On peut donc considérer que l’arrêt de la CJUE est traduit par cet article 12 de l’AMLD6, qui permet par ailleurs un accès dit « au cas par cas » aux informations sur les BE par des personnes au-delà de cette liste. 

Le reste de AMLD6 devra être transposé pour le 10 Juillet 2027, date d’abrogation de AMLD4, modifiée par l’AMLD5.

Eté 2024 : l’accès public au RBE ferme, comme annoncé par l’article du Monde

On apprend dans l’article du Monde que la CNIL a mis en demeure le Ministère de l’Economie de se conformer à l’arrêt de la CJUE. Ce qui se traduira concrètement par un email de l’INPI (rattaché à Bercy) du 12 juillet 2024 confirmant la fermeture définitive de l’accès au public le 31 juillet 2024, et le maintien de l’accès aux personnes justifiant d’un intérêt légitime, éléments à fournir à l’appui. Infogreffe en fera de même.

Si la transposition de l’AMLD6 n’a pas encore eu lieu dans le droit français, les modalités opérationnelles sont donc quant à elle déjà mises en place, afin d’éviter toute interruption d’accès éventuelle aux « personnes physiques et morales réputées avoir un intérêt légitime ».

L’autre fait intéressant est que les assujettis à l’art 17 de la loi 2016-1691 du 9 décembre 2016 dite Loi Sapin II, relatif à la mise en place d’un dispositif de prévention et de détection de la corruption, sont explicitement cités par l’INPI comme ayant un intérêt légitime à accéder à certaines données sur les bénéficiaires effectifs, la corruption étant considérée comme une infraction sous-jacente au blanchiment des capitaux.

En conclusion que retenir

En faisant abstraction des débats sur la transparence de la vie économique et financière et du recul que génère ou non cet arrêt de la CJUE et ses conséquences opérationnelles, sujets abondamment traités, la première chose que nous mettrons en avant est que finalement les impacts pour les directions conformité sont nul ou quasi nuls.

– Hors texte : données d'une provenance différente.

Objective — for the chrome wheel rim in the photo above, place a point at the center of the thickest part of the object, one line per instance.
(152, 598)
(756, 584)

Pour les directions Conformité des entités assujetties aux exigences LCB / FT, l’impact est clairement nul. Rien ne change pour elles s’agissant de l’accès aux données des RBE. Cela dit, l’AMLD6 reconnaît à leurs prestataires techniques appelés « fournisseurs de produits LCB/FT » un intérêt légitime à accéder aux données. Il convient toutefois de noter que le périmètre des données accessibles est limité, alors que les entités assujetties ont, elles, accès aux données complètes. A titre d’exemple, la date de naissance complète ne sera pas communiquée, alors même qu’elle est précieuse dans les opérations de filtrage des faux positifs (combinée à la pièce d’identité souvent en possession de l’assujetti).

Les directions conformité des assujettis à la loi dite Sapin II y gagnent quant à elles en clarté puisque leur intérêt légitime est dûment précisé dans les documents INPI à compléter. Un bémol toutefois : les entreprises ayant mis en place de manière volontaire un dispositif de lutte de prévention et de détection de la corruption, comme encouragé par l’AFA, pourraient être exclues, et ainsi devoir faire des demandes dites « au cas par cas »

 

*La même année l’art. 139 de la Loi Sapin II évoquait le point tout en renvoyant les détails à un décret qui ne verra jamais le jour, laissant l’ordonnance définir les modalités d’accès.